日々これ好日

山や自然、音楽が好き。そんな私は色々な事が起きる日々の中で、好き日を過ごす事を考えています。

ゼロポイントのアルパインジャケット

もともとはコアな登山用品ブランドだったものが今ではすっかり街着のブランドになってしまったものがある。直ぐに浮かぶのはノース・フェイス、パタゴニア、そして国産ブランドならモンベルだろうか。いずれも街着としてのブランドステイタスを自分は知らない。多くの方が着ているから人気なのだろう。

出会いは自分がアウトドアに目覚めた1980年代後半だった。モンベルは国産品であり細かいところまで気を使った製品作りだった。そんなモンベル製品の初めはテント、そしてゴアテックスのレインウェア上下だった。テントはバイクでのキャンプツーリングの為に買った。一方のレインウェアは山に行く予定が決まり慌てて登山道具店に駆け込んだものだった。季節外れだったのか入手できたのは上下ともピンク色だった。パタゴニアは創業者の名前を付けたその前身ブランド・シュイナードの山スキー道具しか知らない。使ったことはない。ノースフェイスの製品は当時はザックを使った。サイズ感が日本人に向いておらず使い勝手を考慮した作り込み感も感じなかった。色々な意味でアメリカ製品だった。

いつしかウェア類を中心にモンベル商品が増えてきた。ザックや登山用のテント、登山靴などは他のブランドだった。ゴアテックスのレインウェアにはお世話になった。10年近く使ったらゴアのレイヤーが剥がれた。登山道具店に持っていくと真新しい同モデルに無償で交換してくれた。ゴアテックス製品に対しては永久保証です、と言われた。モンベルの方針なのか、ゴアテックスフィルムのメーカーの方針なのか、はたまた登山道具店の方針なのかは分からない。以来レインウェアとしてのモンベルとその登山道具店は自分の気に入るところとなった。

ゼロポイントというブランドは今は無いのだろうか。これはモンベルの中でも登攀用や冬山用などのコアな登山ブランドだった。当時は同ブランドのアタックザックもあった。自分が持っているのはアルパインジャケットだった。ハードな冬山用のゴアテックス三層ラミネートの防水・防風アウターはスキーを使って登山する、そんな山スキーの為に買った。保温材は無い。雪山をザックを背負いスキーで登ればすぐにわかるがアウターに保温材があると汗をかいていしまう。そこはミドルウェアで調整するのは今も変わらない。雪山のアウターに求められるものは強力な防水防風性能、それに背負ったスキーやピッケル、アイゼン、それに岩角などで傷ついても破れない強靭性だ。三層式のゴアテックスは前提で、加え重いザックを背負ってもへたれない強いシェル素材である必要がある。

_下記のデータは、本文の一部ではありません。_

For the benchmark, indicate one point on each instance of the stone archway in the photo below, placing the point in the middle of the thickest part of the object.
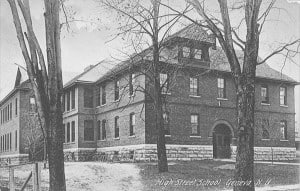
(222, 134)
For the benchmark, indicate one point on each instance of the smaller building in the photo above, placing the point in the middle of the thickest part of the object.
(20, 133)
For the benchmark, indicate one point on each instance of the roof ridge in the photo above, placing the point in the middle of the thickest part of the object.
(82, 73)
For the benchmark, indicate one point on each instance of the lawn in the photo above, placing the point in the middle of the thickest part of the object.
(185, 176)
(212, 175)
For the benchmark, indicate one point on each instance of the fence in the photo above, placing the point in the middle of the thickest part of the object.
(34, 175)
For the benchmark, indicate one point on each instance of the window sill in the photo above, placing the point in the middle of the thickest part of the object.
(284, 106)
(99, 106)
(193, 96)
(88, 141)
(195, 136)
(131, 96)
(69, 143)
(118, 100)
(222, 99)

自分のアルパインジャケットはもう25年以上使っている。テレマークスキーにシールを貼りこれまで幾つの山頂にこのジャケットで立ったかを数えた事もない。登ってきた雪山の数とそれは同じだろう。

酷使したのだろう、インナーレイヤーに張られているシームテープが剥がれてしまった。縫い目のミシン目の裏地として貼られているテープだった。これが剥がれるとミシン目から水が浸入することになる。冬山に使うには致命的だった。修理でモンベルの店に持って行ったのはもう十年近く前だった。店員さんは驚いた。よくぞここまで使って頂きました。修理できるわからないけれど預かりますと。

シームテープを貼り直して戻ってきた。7000円程度だっただろうか。次に剥がれたら、寿命ですよ。と言われた。シーズンが変わり再びテープが剥がれてきた。もうこれでお役御免だろうか、と思った。

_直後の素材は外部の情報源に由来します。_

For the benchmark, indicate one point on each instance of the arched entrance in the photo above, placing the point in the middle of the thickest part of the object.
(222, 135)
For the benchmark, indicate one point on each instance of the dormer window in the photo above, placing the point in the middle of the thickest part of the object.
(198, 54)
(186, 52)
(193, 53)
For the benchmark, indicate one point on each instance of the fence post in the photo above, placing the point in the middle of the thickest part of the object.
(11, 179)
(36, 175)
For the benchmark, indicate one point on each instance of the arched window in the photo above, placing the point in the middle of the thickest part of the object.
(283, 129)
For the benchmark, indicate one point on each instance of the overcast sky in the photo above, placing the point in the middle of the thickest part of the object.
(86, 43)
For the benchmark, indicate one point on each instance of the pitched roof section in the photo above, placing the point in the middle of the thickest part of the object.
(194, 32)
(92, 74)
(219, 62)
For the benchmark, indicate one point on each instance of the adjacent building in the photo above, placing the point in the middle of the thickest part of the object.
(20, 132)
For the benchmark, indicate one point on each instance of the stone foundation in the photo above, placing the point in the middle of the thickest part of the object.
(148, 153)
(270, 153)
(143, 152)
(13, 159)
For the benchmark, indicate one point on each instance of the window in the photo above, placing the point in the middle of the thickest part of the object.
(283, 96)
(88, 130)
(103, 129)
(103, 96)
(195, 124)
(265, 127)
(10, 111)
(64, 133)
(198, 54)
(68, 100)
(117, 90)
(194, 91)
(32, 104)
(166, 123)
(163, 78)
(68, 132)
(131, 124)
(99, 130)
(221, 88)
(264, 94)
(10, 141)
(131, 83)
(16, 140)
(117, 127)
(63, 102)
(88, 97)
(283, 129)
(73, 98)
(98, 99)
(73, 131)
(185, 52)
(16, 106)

色々なメーカーのウィンターシェルを探している。しかし帯に短したすきに長し。ゼロポイントのアルパインジャケットに比肩しうるものが見つからない。ご本家モンベルもピンとこない。全体的にスリムなシルエットになったようだがそれも自分にとっては向かい風だった。

自分がこれを使うのは残雪期を中心とした好天の日と決めている。降雪降雨が予想され視界を失う天候では予報の段階で行動をしない。すると縫い目の目止めテープが無いにせよ使えるのではないか、とも思うのだった。しかし予期せぬ風説のビバークにも対応することもあるかもしれない。

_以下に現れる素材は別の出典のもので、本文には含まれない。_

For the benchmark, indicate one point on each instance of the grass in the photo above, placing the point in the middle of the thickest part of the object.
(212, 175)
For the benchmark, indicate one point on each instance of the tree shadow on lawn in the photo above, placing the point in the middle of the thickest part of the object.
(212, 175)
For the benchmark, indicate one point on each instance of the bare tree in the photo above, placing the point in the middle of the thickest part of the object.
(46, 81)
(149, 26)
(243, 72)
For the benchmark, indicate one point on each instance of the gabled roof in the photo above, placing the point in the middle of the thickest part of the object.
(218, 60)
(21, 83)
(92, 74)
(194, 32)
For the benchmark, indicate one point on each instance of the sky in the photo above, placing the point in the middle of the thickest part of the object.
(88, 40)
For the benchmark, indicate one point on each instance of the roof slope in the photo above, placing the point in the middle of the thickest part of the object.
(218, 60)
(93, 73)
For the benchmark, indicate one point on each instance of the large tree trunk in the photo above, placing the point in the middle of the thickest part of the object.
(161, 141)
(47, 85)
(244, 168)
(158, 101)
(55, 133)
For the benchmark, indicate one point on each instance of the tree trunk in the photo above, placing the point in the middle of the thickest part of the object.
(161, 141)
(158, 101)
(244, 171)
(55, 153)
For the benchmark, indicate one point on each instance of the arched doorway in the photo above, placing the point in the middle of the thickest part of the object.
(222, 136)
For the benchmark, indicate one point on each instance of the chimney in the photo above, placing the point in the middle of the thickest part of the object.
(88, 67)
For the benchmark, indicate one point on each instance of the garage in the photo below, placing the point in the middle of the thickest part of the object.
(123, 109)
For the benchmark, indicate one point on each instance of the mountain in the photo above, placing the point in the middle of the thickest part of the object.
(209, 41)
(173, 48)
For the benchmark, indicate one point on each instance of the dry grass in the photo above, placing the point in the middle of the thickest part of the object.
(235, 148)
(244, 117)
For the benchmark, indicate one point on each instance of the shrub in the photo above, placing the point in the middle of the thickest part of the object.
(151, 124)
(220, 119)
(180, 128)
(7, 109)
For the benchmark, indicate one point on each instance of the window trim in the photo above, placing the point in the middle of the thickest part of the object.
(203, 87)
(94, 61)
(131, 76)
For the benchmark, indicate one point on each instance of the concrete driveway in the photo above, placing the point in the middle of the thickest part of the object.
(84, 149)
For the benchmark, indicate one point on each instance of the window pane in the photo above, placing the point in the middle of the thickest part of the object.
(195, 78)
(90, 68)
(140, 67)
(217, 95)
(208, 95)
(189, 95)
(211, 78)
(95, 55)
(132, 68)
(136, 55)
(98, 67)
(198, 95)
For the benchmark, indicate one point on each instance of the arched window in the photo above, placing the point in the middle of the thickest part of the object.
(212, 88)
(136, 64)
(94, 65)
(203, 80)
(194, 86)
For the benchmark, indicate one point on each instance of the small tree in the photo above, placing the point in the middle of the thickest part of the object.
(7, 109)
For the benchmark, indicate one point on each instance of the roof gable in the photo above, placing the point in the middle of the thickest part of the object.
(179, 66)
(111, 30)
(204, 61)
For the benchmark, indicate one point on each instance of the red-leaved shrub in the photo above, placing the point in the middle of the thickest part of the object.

もう一度リペアに持ち込むか新しいゴアのアルパインジャケットを買うかは決めかねている。これまで多くの山を共にしてくれていたのだから安心がある。色々悩む。悩むのはこれからも出来る限りテレマークスキーにシールを貼って山頂を目指し滑りたい、バックカントリーを楽しみたいからだ。それは自分にとって幸せな事だと思っている。

長らく使っていたゼロポイントのアルパインジャケット。信頼瀬はあるがシームテープが剥がれてきた。今度貼れば三度目になる。悩みどころだ。